Estes
primeiros dias de aulas têm sido recheados de emoções. Emoções boas e outras
que nem tanto. Se há coisinha que me tira do sério nesta terra é a falta de
respeito que existe no trânsito. Este pessoal não sabe o que é respeito entre
veículos e motoristas. E se no início, quando para cá vim, dava passagem a tudo
e a todos, principalmente aos angolanos (sim, é uma questão de medo de
confusão), hoje em dia a coisa não é bem assim. Não dou passagem se não tiver
de dar. Se se meterem pelas bermas ou à “fangios” não dou passagem. E se forem
brancos então ainda menos. Se há alturas em que ainda pondero (no caso por
exemplo de militares...sim dou!) no caso de serem brancos não hesito mesmo.
Acho uma
vergonha que os portugueses que para cá vieram trabalhar ao fim de meia dúzia
de semanas já conduzam sem qualquer tipo de regras. Gostava muito de saber se
quando chegam a Portugal fazem as mesmas asneiras vergonhosas. É exactamente
isso que lhes pergunto muitas vezes aos gritos de dentro do meu carro. Embora
eles não me respondam. Já ouvi respostas de pessoas próximas do género “em Roma sê romano” mas não me vejam com
historias. Agora vamos ficar estúpidos a conduzir? Vamos ultrapassar pela
direita? Vamos andar nas bermas?
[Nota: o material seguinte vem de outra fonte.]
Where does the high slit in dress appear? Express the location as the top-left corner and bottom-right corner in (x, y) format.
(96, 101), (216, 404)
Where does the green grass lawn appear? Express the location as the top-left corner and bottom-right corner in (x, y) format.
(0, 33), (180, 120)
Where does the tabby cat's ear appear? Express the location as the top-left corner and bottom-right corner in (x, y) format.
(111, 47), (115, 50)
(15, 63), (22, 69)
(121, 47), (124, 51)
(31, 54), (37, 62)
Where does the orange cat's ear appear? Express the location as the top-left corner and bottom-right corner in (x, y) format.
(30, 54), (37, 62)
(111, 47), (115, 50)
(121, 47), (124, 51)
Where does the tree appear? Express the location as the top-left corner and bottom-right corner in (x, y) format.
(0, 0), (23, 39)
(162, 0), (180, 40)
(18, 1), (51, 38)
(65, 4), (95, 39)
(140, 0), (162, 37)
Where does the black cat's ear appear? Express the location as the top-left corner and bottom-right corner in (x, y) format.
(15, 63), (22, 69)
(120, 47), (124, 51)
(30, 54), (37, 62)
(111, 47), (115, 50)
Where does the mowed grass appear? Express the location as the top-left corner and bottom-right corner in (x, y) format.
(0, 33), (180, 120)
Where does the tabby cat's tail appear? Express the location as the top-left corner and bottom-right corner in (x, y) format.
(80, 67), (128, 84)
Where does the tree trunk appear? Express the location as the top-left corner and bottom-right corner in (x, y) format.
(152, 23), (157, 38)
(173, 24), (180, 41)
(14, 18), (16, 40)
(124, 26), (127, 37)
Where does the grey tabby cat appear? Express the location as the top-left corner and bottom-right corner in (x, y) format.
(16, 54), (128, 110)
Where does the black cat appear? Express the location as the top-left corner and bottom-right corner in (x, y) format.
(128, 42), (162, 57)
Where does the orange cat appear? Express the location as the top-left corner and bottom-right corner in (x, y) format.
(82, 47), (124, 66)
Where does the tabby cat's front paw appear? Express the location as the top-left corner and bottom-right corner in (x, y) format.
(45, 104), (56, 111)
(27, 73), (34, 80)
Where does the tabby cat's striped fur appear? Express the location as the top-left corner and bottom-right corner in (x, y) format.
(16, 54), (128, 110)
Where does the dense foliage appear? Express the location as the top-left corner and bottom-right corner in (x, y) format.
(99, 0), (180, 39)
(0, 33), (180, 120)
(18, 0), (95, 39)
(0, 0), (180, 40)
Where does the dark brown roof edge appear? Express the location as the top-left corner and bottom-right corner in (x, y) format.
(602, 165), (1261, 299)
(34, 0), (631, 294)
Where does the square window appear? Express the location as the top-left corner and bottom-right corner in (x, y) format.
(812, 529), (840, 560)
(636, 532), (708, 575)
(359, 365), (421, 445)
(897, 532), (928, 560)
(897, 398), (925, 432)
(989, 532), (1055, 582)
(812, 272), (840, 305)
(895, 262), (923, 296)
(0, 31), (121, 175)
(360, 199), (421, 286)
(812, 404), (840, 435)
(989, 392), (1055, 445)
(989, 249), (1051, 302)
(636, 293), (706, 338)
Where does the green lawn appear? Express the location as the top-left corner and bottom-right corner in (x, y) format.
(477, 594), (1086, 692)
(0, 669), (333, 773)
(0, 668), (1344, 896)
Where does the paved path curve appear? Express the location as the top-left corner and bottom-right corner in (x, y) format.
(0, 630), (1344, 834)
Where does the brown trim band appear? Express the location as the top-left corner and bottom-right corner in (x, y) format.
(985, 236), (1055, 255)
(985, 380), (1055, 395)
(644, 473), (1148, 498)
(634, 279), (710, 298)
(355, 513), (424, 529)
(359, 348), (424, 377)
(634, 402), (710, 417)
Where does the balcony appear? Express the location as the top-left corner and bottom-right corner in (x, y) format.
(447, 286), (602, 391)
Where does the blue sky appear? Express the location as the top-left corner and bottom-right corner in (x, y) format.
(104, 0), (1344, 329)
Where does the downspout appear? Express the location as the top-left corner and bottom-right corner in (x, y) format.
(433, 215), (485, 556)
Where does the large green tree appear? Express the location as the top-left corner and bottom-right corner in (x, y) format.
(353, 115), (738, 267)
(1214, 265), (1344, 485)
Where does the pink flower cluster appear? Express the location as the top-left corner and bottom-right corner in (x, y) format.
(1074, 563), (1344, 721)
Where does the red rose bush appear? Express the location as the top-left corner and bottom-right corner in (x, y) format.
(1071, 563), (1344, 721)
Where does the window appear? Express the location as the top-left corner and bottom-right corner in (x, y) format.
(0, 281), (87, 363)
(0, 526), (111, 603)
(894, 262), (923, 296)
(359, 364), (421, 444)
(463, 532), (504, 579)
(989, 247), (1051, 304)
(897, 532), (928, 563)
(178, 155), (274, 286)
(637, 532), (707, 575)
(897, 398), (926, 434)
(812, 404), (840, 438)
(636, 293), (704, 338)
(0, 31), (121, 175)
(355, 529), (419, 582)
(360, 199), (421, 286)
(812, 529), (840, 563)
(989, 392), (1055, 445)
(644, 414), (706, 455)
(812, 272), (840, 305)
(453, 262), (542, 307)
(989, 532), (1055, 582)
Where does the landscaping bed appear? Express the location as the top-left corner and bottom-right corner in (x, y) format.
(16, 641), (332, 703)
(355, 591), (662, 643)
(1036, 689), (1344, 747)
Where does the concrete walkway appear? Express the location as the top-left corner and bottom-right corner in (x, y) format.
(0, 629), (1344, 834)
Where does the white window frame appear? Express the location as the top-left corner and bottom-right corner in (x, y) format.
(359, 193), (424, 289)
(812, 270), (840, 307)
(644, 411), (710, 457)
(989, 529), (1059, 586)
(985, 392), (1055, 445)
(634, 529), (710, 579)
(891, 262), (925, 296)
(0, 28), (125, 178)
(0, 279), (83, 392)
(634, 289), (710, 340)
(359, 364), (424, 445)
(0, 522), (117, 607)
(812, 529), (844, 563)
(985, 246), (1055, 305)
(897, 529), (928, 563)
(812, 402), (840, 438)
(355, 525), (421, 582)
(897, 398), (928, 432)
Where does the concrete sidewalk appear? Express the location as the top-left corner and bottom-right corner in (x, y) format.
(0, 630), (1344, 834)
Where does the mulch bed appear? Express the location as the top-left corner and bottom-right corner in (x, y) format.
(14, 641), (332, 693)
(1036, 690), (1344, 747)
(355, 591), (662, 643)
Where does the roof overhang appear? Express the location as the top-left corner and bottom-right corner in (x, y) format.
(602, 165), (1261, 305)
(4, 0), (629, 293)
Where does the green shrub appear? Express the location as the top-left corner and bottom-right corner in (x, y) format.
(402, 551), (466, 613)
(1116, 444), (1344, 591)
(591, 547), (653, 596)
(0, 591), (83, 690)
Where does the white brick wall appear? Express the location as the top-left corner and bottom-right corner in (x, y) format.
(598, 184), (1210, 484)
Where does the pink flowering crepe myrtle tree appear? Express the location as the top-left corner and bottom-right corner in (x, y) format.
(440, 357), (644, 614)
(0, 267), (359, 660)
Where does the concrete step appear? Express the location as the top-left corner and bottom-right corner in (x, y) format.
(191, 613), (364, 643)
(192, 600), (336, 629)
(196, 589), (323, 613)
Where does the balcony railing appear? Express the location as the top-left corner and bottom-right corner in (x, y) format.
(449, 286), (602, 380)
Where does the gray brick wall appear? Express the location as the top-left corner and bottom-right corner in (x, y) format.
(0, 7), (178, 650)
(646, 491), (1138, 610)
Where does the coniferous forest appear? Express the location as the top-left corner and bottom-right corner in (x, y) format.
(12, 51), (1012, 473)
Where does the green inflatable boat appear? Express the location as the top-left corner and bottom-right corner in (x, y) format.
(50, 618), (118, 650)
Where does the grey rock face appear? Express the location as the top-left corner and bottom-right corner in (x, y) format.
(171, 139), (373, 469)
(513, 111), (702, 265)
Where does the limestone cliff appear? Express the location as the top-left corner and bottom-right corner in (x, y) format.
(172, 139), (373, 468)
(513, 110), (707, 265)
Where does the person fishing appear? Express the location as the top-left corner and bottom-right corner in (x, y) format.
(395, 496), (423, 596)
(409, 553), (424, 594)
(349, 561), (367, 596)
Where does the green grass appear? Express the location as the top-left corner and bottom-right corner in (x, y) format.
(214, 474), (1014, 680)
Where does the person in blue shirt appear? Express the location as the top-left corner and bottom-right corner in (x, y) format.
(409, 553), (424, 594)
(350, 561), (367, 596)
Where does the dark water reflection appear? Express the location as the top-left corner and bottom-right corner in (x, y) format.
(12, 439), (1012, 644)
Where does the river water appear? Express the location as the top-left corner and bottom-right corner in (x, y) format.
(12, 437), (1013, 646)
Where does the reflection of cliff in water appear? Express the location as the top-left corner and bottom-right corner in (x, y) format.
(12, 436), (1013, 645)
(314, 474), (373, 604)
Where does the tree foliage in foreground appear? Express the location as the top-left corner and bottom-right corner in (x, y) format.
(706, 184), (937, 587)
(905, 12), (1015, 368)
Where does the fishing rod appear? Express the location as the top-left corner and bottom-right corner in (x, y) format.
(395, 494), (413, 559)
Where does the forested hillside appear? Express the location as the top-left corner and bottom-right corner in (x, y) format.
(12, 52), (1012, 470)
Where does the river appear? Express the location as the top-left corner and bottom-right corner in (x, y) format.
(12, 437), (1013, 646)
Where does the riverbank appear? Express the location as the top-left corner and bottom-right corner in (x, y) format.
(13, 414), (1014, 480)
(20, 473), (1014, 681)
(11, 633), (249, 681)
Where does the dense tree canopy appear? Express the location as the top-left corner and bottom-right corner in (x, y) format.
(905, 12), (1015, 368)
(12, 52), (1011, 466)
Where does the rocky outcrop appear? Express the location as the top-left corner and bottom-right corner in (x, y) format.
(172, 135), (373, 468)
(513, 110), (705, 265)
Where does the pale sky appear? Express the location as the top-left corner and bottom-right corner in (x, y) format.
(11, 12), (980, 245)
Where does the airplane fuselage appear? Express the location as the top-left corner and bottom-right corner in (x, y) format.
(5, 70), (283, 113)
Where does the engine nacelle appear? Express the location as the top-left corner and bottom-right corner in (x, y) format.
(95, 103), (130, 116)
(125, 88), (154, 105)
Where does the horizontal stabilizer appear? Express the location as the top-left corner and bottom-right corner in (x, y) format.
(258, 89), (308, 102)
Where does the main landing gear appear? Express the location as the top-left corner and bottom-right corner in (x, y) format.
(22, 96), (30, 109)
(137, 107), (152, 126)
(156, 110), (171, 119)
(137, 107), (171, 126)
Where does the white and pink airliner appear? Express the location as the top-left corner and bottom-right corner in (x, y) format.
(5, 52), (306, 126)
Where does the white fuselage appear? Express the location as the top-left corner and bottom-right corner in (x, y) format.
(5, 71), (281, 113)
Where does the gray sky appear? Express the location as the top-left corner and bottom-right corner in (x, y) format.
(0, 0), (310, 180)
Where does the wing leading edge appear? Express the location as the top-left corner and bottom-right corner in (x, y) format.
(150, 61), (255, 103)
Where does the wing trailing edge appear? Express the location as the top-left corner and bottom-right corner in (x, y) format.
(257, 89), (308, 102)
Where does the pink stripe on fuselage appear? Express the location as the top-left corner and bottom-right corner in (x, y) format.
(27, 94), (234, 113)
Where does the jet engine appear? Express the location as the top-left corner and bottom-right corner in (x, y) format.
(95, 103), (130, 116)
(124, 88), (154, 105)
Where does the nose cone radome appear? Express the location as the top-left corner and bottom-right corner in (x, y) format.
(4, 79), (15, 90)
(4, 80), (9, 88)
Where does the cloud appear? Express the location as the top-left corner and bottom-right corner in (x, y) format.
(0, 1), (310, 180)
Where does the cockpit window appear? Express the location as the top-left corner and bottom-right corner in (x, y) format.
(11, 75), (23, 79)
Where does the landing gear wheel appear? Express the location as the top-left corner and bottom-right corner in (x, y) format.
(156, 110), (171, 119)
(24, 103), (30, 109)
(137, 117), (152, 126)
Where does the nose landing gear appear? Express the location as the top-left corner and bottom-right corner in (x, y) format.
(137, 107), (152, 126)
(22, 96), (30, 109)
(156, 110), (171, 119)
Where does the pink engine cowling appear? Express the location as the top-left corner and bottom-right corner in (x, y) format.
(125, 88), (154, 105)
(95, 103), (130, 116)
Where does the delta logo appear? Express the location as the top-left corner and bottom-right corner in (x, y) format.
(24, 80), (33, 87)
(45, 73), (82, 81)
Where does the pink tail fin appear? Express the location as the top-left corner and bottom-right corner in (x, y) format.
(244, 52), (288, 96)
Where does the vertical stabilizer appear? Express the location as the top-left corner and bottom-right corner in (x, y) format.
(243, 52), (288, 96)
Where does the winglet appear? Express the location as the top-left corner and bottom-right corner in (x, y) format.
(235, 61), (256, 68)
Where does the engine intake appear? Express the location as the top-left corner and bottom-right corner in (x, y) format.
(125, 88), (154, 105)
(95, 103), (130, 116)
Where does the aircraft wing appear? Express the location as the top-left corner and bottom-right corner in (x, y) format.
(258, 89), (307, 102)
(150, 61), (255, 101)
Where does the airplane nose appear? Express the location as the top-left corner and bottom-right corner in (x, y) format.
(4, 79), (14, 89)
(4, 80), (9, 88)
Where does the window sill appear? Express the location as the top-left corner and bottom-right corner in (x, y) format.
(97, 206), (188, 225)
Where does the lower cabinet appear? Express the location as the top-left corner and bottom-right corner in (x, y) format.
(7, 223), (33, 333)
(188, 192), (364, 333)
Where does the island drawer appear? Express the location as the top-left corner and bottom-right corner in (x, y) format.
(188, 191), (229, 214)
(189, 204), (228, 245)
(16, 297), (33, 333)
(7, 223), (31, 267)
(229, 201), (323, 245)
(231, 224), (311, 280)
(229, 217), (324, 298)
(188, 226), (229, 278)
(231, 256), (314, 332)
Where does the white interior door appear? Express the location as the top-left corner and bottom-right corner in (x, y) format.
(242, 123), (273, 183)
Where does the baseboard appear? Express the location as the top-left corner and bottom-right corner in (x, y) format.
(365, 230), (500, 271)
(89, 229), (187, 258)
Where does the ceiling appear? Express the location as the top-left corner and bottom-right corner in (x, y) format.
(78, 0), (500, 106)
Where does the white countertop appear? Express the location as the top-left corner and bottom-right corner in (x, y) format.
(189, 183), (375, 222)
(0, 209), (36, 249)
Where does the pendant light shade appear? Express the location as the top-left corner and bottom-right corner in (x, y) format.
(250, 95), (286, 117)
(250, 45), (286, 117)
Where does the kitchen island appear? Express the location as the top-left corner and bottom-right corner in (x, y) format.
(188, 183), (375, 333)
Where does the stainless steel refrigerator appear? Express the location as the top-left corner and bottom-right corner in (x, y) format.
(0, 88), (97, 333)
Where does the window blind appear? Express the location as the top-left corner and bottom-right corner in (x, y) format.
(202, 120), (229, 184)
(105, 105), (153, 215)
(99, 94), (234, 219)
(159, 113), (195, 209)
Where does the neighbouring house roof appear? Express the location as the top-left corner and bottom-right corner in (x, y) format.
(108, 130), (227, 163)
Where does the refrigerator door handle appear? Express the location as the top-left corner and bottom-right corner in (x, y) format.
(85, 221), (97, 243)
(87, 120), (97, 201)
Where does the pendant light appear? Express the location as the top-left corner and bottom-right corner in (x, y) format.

Vamos andar em sentido contrario e vamos fazer
5filas numa rua de dois sentidos? Haja santinha paciência porque santa já não
chega. Porque carga de agua acha que uma pessoa que tem o direito de passar à
frente de todos aqueles que estão numa fila há horas? O que leva uma pessoa ao
volante a achar que é mais inteligente que os outros ou que merece passar
enquanto os outros permanecem parados? Não entendo! E se posso tentar entender
quem sempre conduziu assim e não aprendeu doutra maneira, não consigo
compreender quem em Portugal conduz duma forma e aqui doutra. Para esses não há
paciência. Isso chama-se estupidez. E ficooooooooooooo tola com tanta!
Depois por
outro lado há coisas curiosas que me apercebo nas aulas. Estas novas turmas,
muito maiores (a turma da noite tem 65 alunos) têm originado novas experiências
e novas descobertas sobre dar aulas, sobre alunos e particularmente sobre
alunos angolanos. Uma delas é o respeito que os alunos têm pelo “delegado de
turma”. Normalmente são alunos mais velhos, elegidos pela turma e muito
respeitados por esta. A sua palavra é ordem. É lei.
Acontecem situações
engraçadas muito engraçadas frutos desta hierarquia. Ainda hoje, um aluno
entrou na aula de manha de chapéu. E o Sr Manuel, prontamente(sim, porque é um
aluno realmente mais velho que eu) olha e diz com uma calma impressionante “
colega, está sol cá dentro?”. E esse aluno, um puto novo, automaticamente tirou
o chapéu dizendo “ peço desculpa!”. O mais velho fala e o mais novo obedece sem
questionar. Quando a turma começa a falar por exemplo, mesmo antes de eu
intervir, o Sr. Manuel manda-os calor. E eles calam-se (bem, a maioria das
vezes!). É engraçado ver como certos hábitos ainda estão tão presentes na
cultura angolana. Engraçado e quase contraditório. Este exemplo seria
praticamente impossível de acontecer em turmas portuguesas. Nos, e eu falo
também por mim enquanto fui aluno, nunca admitiria uma ordem de um colega
apenas por este ser mais velho. Se há situações que me espantam pela negativa,
como a falta de regras de transito com que me deparo diariamente, ou a falta de
limpeza das ruas pois tudo se atira para o chão, há outras como esta que me
fazem relembrar valores muitas vezes esquecidos em Portugal. O respeito pelos
mais velhos é uma coisa que aqui ainda conta muito.
Ser “mais
velho” aqui é num posto. É quase que um nome e não um adjectivo. O próprio Presidente
é apelidado muitas vezes de “o mais velho” como se isso representasse um
conhecimento, um acumular de sabedoria. Ele é O mais velho de todos. O que sabe
mais. Ou seja, respeitam o delegado, acatam o que ele diz, mas depois afiam os
lápis para o chão, ou não entendem o que são filas. Haja contradição nesta
terra de ultramar. E como se diz na minha: “dão uma no cravo e outra na
ferradura”.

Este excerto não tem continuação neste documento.